Module 2: Monitoring Critical Systems
- Use Cloud Monitoring to view metrics for multiple cloud projects.
- Explain the different types of dashboards and charts that can be built.
- Create an uptime check.
- Explain the cloud operations architecture.
- Explain and demonstrate the purpose of using Monitoring Query Language (MQL) for monitoring.
Module 3: Alerting Policies
- Explain alerting strategies.
- Explain alerting policies.
- Explain error budget.
- Explain why server-level indicators (SLIs), service-level objectives (SLOs), and service-level agreements (SLAs) are important.
- Identify types of alerts and common uses for each.
- Use Cloud Monitoring to manage services.

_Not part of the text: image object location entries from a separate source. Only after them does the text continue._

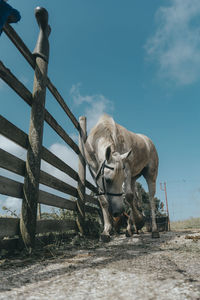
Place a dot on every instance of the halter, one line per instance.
(101, 172)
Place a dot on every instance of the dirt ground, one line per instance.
(125, 268)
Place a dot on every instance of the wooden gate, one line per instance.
(29, 192)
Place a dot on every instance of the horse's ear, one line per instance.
(125, 155)
(108, 154)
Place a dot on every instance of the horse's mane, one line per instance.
(105, 128)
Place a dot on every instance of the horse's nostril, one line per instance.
(116, 214)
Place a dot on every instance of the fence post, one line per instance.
(33, 162)
(82, 176)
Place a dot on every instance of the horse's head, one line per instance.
(110, 178)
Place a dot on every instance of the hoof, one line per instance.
(105, 238)
(155, 235)
(128, 233)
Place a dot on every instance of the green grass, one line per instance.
(191, 223)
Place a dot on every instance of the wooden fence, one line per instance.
(28, 225)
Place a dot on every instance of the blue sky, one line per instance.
(136, 60)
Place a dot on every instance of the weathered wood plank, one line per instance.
(81, 180)
(57, 201)
(17, 41)
(62, 103)
(9, 227)
(12, 163)
(34, 152)
(15, 84)
(91, 199)
(45, 226)
(91, 187)
(26, 95)
(10, 187)
(60, 131)
(13, 133)
(58, 163)
(57, 184)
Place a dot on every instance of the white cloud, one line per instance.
(95, 105)
(175, 46)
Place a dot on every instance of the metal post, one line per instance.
(32, 172)
(166, 201)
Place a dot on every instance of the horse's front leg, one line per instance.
(105, 235)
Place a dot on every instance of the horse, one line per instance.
(117, 157)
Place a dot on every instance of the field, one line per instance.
(191, 223)
(125, 268)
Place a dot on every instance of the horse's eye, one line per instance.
(108, 180)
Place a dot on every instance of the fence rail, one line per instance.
(28, 225)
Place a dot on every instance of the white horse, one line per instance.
(118, 158)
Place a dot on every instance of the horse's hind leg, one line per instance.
(152, 190)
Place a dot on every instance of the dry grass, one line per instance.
(191, 223)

Module 4: Advanced Logging and Analysis
- Use Log Explorer features.
- Explain the features and benefits of logs-based metrics.

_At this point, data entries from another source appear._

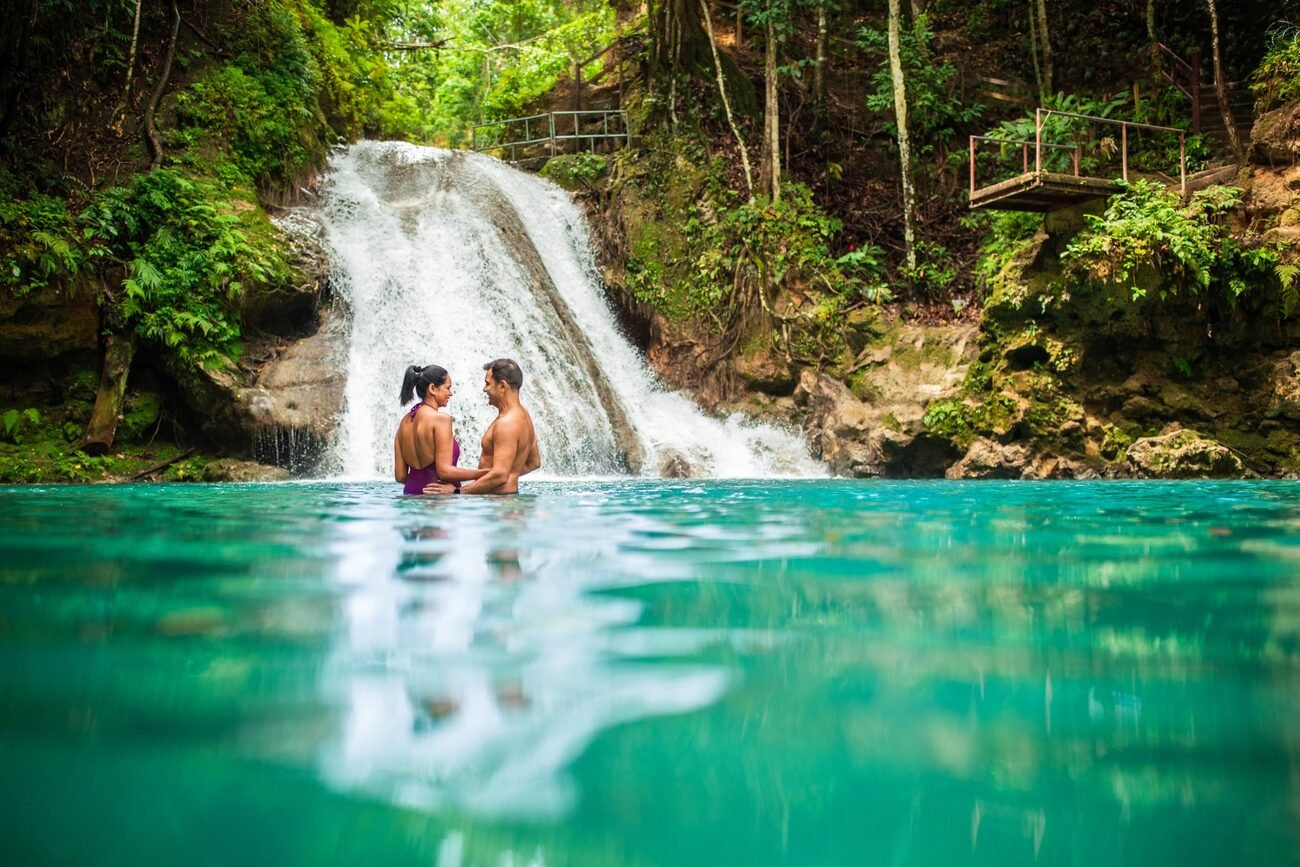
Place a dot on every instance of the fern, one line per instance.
(1286, 274)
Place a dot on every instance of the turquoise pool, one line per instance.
(659, 673)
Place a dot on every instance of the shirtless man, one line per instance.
(510, 442)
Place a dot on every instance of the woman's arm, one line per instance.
(442, 447)
(399, 467)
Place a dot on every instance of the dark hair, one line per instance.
(506, 371)
(419, 378)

- Define log sinks (inclusion filters) and exclusion filters.
- Explain how BigQuery can be used to analyze logs.
- Export logs to BigQuery for analysis.
- Use log analytics on Google Cloud.
Module 5: Working with Audit Logs
- Explain Cloud Audit Logs.
- List and explain different audit logs.
- Explain the features and functionalities of the different audit logs.
- List the best practices to implement audit logs.

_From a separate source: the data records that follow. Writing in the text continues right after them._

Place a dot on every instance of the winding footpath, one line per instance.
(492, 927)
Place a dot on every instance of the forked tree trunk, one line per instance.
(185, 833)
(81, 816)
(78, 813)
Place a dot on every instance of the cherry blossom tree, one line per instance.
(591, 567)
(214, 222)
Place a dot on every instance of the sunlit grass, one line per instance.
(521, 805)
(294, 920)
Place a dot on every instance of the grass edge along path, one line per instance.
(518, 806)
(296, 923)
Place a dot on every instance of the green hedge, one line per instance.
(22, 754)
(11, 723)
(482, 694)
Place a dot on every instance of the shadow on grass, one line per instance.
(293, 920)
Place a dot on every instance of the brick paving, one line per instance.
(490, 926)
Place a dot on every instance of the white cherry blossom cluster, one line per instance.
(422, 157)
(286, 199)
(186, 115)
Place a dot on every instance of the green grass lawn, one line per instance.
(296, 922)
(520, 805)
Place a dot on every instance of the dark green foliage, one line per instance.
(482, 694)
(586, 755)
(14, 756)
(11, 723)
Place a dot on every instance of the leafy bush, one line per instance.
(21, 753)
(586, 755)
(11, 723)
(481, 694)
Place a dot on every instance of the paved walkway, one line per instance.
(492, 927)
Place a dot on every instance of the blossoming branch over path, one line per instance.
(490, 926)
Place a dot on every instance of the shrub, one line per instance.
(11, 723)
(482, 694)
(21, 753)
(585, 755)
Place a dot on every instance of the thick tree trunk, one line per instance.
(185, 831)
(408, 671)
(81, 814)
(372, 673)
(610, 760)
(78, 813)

Module 6: Configuring Google Cloud Services for Observability
- Use the Ops Agent with Compute Engine.
- Enable and use Kubernetes Monitoring.
- Explain the benefits of using Google Cloud Managed Service for Prometheus.
- Explain the usage of PromQL to query Cloud Monitoring metrics.
- Explain the uses of Open Telemetry.
- Explain custom metrics
Module 7: Monitoring Google Cloud Network and Data Access
- Collect and analyze VPC Flow Logs and firewall rules logs.
- Enable and monitor Packet Mirroring.
- Explain the capabilities of the Network Intelligence Center.
Module 8: Investigating Application Performance Issues
- Explain the features and benefits of Error Reporting, Cloud Trace, and Cloud Profiler.
- Explain the functionalities of the Error Reporting, Cloud Trace, and Cloud Profiler.
Module 9: Optimizing the Costs for Operations Suite
- Analyze resource utilization cost for monitoring related components within Google Cloud.
- Implement best practices for controlling the cost of monitoring within Google Cloud.